È, infatti, noto che, ai sensi dell’articolo 2501-quater cod. civ. gli amministratori delle società partecipanti ad una fusione (ed in modo speculare ad una scissione) sono obbligati a predisporre una situazione patrimoniale aggiornata ove il bilancio d’esercizio sia riferito ad una data anteriore ai 6 mesi dal giorno del deposito del progetto di fusione (o scissione) presso la sede sociale.
La situazione patrimoniale può essere omessa ove consti il consento unanime di tutti i soci ed i portatori di strumenti finanziari con diritto di voto (ex articoli 2501-quater, comma 3 e 2506-ter, comma 4, cod. civ.).

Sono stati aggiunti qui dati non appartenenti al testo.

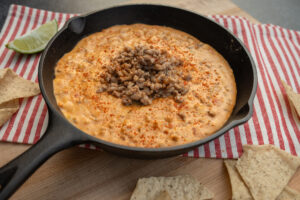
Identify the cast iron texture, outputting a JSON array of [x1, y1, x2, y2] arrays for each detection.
[[0, 4, 257, 200]]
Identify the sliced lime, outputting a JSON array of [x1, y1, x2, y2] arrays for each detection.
[[6, 19, 58, 54]]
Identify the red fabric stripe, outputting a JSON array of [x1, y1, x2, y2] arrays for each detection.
[[244, 20, 275, 145], [238, 18, 267, 145], [57, 12, 63, 26], [256, 25, 297, 153], [66, 13, 71, 21], [214, 139, 222, 158], [182, 152, 188, 157], [278, 29, 300, 90], [0, 5, 18, 46], [193, 148, 199, 158], [223, 132, 233, 158], [203, 143, 211, 158], [266, 27, 299, 90], [259, 25, 300, 137]]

Vi sono però altri casi in cui il Legislatore ha consentito agli amministratori, anche in assenza del consenso integrale dei soci e degli aventi diritto di voto, di essere sollevati da tale obbligo; si tratta rispettivamente:
- del caso regolato dall’articolo 2505-bis civ., che riguarda l’incorporazione di una o più società in un’altra la quale possiede almeno il 90% delle partecipazioni, a condizione che alla minoranza della incorporata sia concesso di cedere le proprie partecipazioni ad un valore determinato secondo i criteri del recesso;
- del caso regolato dall’articolo 2506-ter, comma 3, cod. civ., in cui si ha una scissione a favore di una o più beneficiarie di nuova costituzione e assegnazione proporzionale delle partecipazioni.

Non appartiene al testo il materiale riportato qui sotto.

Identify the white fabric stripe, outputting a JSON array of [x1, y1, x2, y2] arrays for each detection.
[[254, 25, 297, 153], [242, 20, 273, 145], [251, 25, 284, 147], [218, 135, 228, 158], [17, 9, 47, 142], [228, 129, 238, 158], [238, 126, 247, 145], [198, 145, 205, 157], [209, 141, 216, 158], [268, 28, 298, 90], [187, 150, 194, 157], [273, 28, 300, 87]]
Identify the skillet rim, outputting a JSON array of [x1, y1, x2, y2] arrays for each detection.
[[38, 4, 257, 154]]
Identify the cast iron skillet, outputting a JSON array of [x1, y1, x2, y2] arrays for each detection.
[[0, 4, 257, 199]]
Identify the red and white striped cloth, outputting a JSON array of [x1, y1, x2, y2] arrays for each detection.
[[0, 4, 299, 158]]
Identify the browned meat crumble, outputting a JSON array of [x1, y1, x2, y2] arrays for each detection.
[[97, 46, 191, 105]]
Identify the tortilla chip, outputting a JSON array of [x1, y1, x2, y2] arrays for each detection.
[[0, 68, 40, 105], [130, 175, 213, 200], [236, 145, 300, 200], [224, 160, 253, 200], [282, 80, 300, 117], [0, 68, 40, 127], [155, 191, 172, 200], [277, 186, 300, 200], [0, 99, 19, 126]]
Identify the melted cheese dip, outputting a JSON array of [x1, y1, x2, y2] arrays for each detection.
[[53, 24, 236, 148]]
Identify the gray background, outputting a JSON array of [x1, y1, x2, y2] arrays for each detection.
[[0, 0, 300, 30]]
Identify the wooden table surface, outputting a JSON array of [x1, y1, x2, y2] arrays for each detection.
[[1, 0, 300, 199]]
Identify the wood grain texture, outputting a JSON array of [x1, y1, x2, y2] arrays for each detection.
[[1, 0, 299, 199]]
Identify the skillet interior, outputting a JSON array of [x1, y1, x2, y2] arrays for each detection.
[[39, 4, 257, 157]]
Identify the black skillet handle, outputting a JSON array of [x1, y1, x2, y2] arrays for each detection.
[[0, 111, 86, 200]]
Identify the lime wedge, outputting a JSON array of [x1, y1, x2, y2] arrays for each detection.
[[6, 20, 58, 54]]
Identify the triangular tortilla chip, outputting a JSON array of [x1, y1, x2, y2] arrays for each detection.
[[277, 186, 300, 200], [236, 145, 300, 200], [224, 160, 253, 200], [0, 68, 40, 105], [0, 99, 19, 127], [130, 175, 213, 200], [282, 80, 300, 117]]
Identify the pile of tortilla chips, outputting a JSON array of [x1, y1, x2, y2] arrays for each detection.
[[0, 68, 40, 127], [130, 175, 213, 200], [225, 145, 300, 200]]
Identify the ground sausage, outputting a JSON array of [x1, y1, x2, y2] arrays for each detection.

Il Notariato di Milano, nella recente Massima n. 180/2019, ha ritenuto che analoga semplificazione, e perciò l’esonero degli amministratori dalla redazione della situazione patrimoniale aggiornata di fusione o scissione, possa valere – anche in assenza di un espresso disposto normativo – in tutte le circostanze anche indirettamente riconducibili alla fattispecie di cui all’articolo 2505 cod. civ. e quindi:
- nel caso di incorporazione di società interamente controllata;
- nel caso di scissione a favore di beneficiaria già esistente ma la cui partecipazione al capitale è riconducibile agli stessi soci e con le stesse proporzioni della scissa;
- nel caso di fusione per incorporazione di società partecipate nelle stesse proporzioni dagli stessi soci della incorporante.
Questa applicazione estensiva della semplificazione offerta dall’ordinamento risulta essere, a giudizio del Notariato milanese, perfettamente coerente con la ratio della norma stessa, a partire dalla considerazione che la situazione patrimoniale di fusione non è, come noto, un documento destinato a fungere da strumento di tutela dei terzi o dei creditori sociali, bensì assume la funzione di strumento informativo ad uso dei soci e degli aventi diritto al voto, tanto che può essere da essi rinunciato.
Perciò, quando gli stessi soci partecipano nelle stesse proporzioni in tutte le società che prendono parte dalla fusione o alla scissione, come nelle circostanze sopra esemplificate, non pare esservi ragione per negare agli amministratori l’accesso a questa esenzione, senza necessitare del preventivo espresso consenso dei soci stessi.
Infatti, in tutte queste situazioni, l’operazione straordinaria di fusione o scissione non determina alcuna modifica nei valori delle partecipazioni dei soci, non essendovi alcun concambio e perciò producendosi solo una diversa forma organizzativa delle imprese dai medesimi partecipate.
Perciò, se la situazione patrimoniale di fusione può essere omessa dagli amministratori addirittura quando nella società incorporata vi è la presenza di una minoranza (non superiore al 10%), concedendo ad essa il diritto di cedere le rispettive partecipazioni ad un prezzo determinato in base al recesso, non si vede per quale ragione la stessa semplificazione possa essere negata in situazioni ben più lineari, dovendo perciò cogliere nel mancato previsione normativa solo un mero difetto di coordinamento, e non una volontà restrittiva del Legislatore.